Dix métropoles de dix pays européens (Barcelone, Bologne, Budapest, Göteborg, Heidelberg, Lyon, Tampere, Utrecht, Varsovie, Zagreb) se sont regroupées afin de bénéficier de l’appui mutualisé d’un consortium de partenaires européens (université, établissements publics dont le Cerema, entreprises), chacun expert dans des domaines complémentaires.

3/ Partager l'espace public avec l'approche temporelle

Fermeture temporaire d'une rue d'école / Cerema

Les collectivités font souvent face à des choix complexes pour aménager leur territoire, surtout dans les rues où l’espace est limité. Une solution consiste à repenser le partage de l’espace public, non plus seulement de manière "spatiale", mais aussi en jouant sur les temps d’usage, pour rendre l’aménagement adaptable aux besoins selon les moments de la journée ou de l’année. Il existe différentes possibilités d’aménagement en matière de partage temporel :

  • le changement temporel de statut zonal d’une rue ou d’un ensemble de rues : citons par exemple des rues fermées aux heures d’entrée/sortie devant les écoles, ou pendant certaines saisons (tourisme) ;
  • le partage temporel de voies de circulation : par exemple, un couloir de bus (en heures de pointe) peut également servir au stationnement (en heures creuses ou de nuit) ;
  • la gestion temporelle du stationnement : par exemple, du stationnement de bus scolaire durant l’année dédié aux voitures l’été.

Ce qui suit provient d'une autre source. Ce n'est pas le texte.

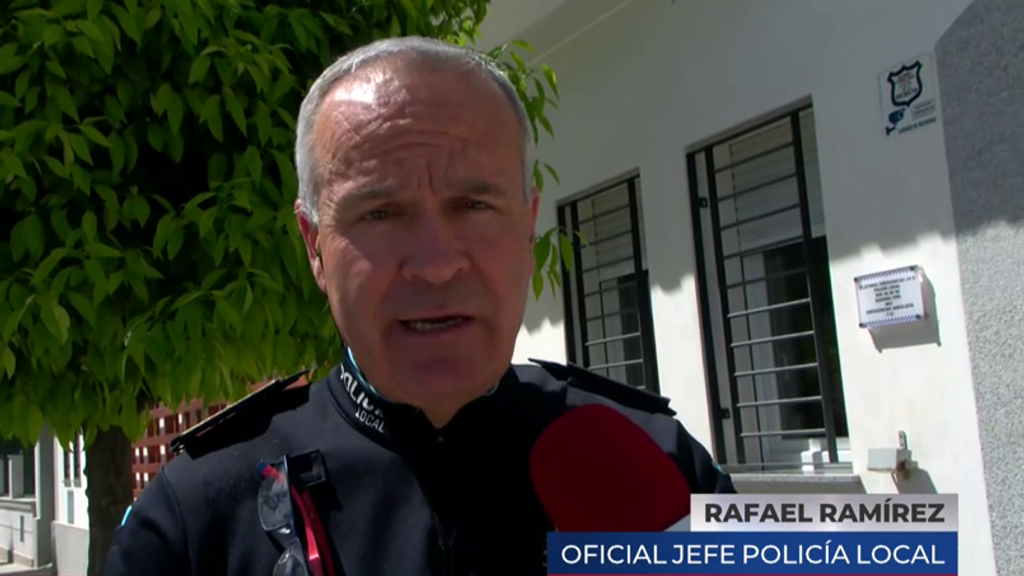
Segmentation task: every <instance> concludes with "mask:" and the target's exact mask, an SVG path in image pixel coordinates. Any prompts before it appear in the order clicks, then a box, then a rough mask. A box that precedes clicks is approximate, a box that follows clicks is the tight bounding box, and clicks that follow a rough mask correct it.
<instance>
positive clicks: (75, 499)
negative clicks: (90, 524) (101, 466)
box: [53, 439, 89, 528]
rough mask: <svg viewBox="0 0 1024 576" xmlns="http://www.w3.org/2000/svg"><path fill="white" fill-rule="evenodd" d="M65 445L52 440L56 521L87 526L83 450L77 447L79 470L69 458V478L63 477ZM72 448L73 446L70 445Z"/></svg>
mask: <svg viewBox="0 0 1024 576" xmlns="http://www.w3.org/2000/svg"><path fill="white" fill-rule="evenodd" d="M65 448H66V447H63V446H61V445H60V444H59V441H58V440H56V439H54V440H53V488H54V494H55V499H56V522H57V523H59V524H65V525H70V526H78V527H81V528H88V527H89V502H88V500H87V499H86V497H85V490H86V488H87V487H88V481H87V480H86V478H85V450H84V449H82V448H81V445H80V446H79V448H78V453H79V470H78V471H76V470H75V460H74V458H72V460H71V469H70V478H69V479H66V478H65V454H66V450H65ZM70 448H71V449H72V450H74V449H75V447H74V446H72V447H70Z"/></svg>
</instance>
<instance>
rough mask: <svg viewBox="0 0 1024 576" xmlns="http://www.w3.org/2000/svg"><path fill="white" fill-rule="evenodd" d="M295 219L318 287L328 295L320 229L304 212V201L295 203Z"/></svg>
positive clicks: (311, 268)
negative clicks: (305, 249)
mask: <svg viewBox="0 0 1024 576" xmlns="http://www.w3.org/2000/svg"><path fill="white" fill-rule="evenodd" d="M295 218H296V219H297V220H298V222H299V231H300V232H301V234H302V241H303V242H304V243H305V245H306V257H307V258H308V259H309V268H310V269H311V270H312V272H313V278H314V279H315V280H316V285H317V286H319V289H321V291H322V292H324V293H325V294H326V293H327V279H326V277H325V274H324V258H323V256H322V255H321V248H319V229H318V228H317V227H316V224H314V223H313V222H311V221H310V220H309V218H308V217H307V216H306V214H305V212H304V211H303V210H302V201H301V200H296V201H295Z"/></svg>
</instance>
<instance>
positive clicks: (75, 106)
mask: <svg viewBox="0 0 1024 576" xmlns="http://www.w3.org/2000/svg"><path fill="white" fill-rule="evenodd" d="M47 93H48V94H49V95H50V97H51V98H53V100H54V101H55V102H57V106H58V107H60V111H61V112H63V113H65V114H67V115H68V116H69V117H71V119H72V120H74V121H75V122H78V121H79V118H78V107H76V106H75V99H74V98H73V97H72V96H71V92H69V91H68V88H66V87H65V86H63V85H62V84H51V85H50V86H49V87H48V88H47Z"/></svg>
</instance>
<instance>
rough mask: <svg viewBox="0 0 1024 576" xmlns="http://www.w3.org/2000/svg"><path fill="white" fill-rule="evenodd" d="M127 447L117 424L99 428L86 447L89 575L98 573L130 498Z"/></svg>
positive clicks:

Certains modes de partage temporel des espaces publics sont déjà d’utilisation courante pour réduire le trafic en centre-ville, promouvoir les modes actifs, faciliter la circulation des transports en commun et améliorer le cadre de vie et la sécurité des usagers.
Pour aller plus loin, les collectivités locales peuvent aussi mettre en place des politiques temporelles pour tenter de réguler la complexité croissante des temps de vie individuels et collectifs. Elles sont mises en œuvre par des services dédiés, les "bureaux des temps". 

En voici quelques exemples : 
  • favoriser le télétravail, y compris en décalant l’arrivée au bureau après ou avant les heures de pointe,
  • décaler les horaires pour lisser les heures de pointe et réduire la congestion sur la route ou dans les transports
    collectifs ;
  • déployer des espaces de coworking ou des tiers-lieux pour réduire les déplacements de leurs usagers, notamment dans les territoires les moins denses
  • renforcer le "chrono-aménagement" en cherchant à rapprocher les lieux de résidence et d’activité des populations
  • s’appuyer enfin sur des mesures de management de la mobilité pour changer durablement les comportements de mobilité.

Accompagner le changement modal

Les Rencontres nationales du management de la mobilité (RNMM) qui ont eu lieu les 18 et 19 juin 2024 à Lyon, consacrées au rôle du management de la mobilité pour décarboner les mobilités, ont souligné l’importance des mesures d’accompagnement pour convaincre les habitants de changer de mode de déplacement. Des exemples de conseils en mobilité innovants ont ainsi été mis en avant, notamment à travers un échange croisé des métropoles de Lyon, Strasbourg et Paris. 

Ces actions, basées notamment sur des
entretiens personnalisés et systématiques, visent en particulier à aider les populations, notamment issues de quartiers défavorisés, à s’approprier des solutions alternatives – transports en commun, vélo… – dans le cadre des ZFE notamment. Les RNMM sont ainsi le lieu privilégié d’échanges entre praticiens et chercheurs impliqués dans la mise en œuvre des politiques de maîtrise de la demande de mobilité.